Step 4: Review Diffs Before They Land
This sounds obvious, but the workflow matters. Don't review AI-generated changes in the same mental mode as human-written code. AI changes tend to be syntactically correct but semantically wrong in subtle ways.
Here's my actual review process:
# After the AI finishes, before doing anything else:
git diff --stat # what files were touched? any surprises?
git diff -- '*.json' # check config changes separately
git diff -- '*.lock' # any dependency changes?
# Then do a focused review on the actual logic changes
git diff -- 'src/**' # the code you actually asked for
# Stage selectively, never use git add .
git add -p # patch mode: review each hunkThe git add -p step is non-negotiable for me. It forces you to look at every change individually. Yes, it's slower. That's the point.
Step 5: Set Up Branch Protection
If you're on a team, your CI/CD pipeline is your last line of defense. Make sure AI-generated code goes through the same review process as everything else:
- Require pull request reviews — no direct pushes to main, regardless of source
- Run your full test suite — AI-generated code is notorious for passing lint but failing integration tests
- Add a CODEOWNERS file — require specific humans to approve changes to critical paths
# CODEOWNERS
# Require senior dev approval for infrastructure changes
/terraform/ @team-lead @infra-team
/.github/workflows/ @team-lead
/db/migrations/ @team-lead @db-admin
Dockerfile @infra-teamPrevention: Making This the Default
The fixes above are reactive.
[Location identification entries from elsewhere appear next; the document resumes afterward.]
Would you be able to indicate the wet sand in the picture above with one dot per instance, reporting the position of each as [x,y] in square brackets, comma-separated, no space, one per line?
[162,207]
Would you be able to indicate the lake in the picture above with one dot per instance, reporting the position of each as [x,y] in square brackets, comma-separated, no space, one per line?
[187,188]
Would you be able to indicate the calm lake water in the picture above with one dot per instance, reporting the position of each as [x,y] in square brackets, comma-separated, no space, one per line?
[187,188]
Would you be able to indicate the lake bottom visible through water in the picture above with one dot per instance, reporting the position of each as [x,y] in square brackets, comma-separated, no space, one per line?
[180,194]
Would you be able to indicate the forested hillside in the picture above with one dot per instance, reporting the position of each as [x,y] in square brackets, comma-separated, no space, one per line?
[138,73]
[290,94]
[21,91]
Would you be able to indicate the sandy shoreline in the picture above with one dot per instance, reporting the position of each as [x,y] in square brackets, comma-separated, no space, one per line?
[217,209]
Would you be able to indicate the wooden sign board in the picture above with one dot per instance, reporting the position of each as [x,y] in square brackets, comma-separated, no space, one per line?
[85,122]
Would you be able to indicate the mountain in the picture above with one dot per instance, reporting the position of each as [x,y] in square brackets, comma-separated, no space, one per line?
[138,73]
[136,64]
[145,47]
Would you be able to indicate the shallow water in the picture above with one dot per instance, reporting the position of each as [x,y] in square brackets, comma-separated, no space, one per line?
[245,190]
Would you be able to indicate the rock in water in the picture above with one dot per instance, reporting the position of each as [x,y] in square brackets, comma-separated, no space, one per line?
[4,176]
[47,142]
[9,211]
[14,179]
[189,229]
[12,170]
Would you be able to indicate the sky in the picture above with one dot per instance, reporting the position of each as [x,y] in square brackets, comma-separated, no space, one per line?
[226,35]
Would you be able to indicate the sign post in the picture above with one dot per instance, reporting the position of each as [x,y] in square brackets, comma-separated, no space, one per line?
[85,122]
To prevent this from being an ongoing problem, establish team conventions:
- Document which directories are AI-safe in your project's contributing guide
- Default to read-only — configure AI tools to suggest changes rather than write them directly when possible
- Treat AI output like any external dependency — it needs review, testing, and approval before it touches shared branches
- Audit regularly — run
git log --authorfiltering or commit message patterns to track AI-assisted commits
The thing that trips most teams up is that these tools feel like they're part of your development environment, so people extend the same trust they'd give their text editor. But your text editor doesn't decide to refactor your authentication middleware because it noticed some code smell.
The Bigger Picture
This isn't an argument against using AI coding tools. I use them daily and they genuinely make me more productive. But "more productive" includes the time you spend cleaning up unwanted changes, debugging mystery refactors, and figuring out why your CI pipeline is suddenly failing.
Set up the guardrails now, before you're the one writing the postmortem about how an AI assistant dropped your production database because someone left it running with migration permissions. That's not a hypothetical — I've heard variations of this story three times in the last two months.
Treat AI code generation the way you'd treat a very fast, very eager junior developer. Helpful? Absolutely. Unsupervised? Absolutely not.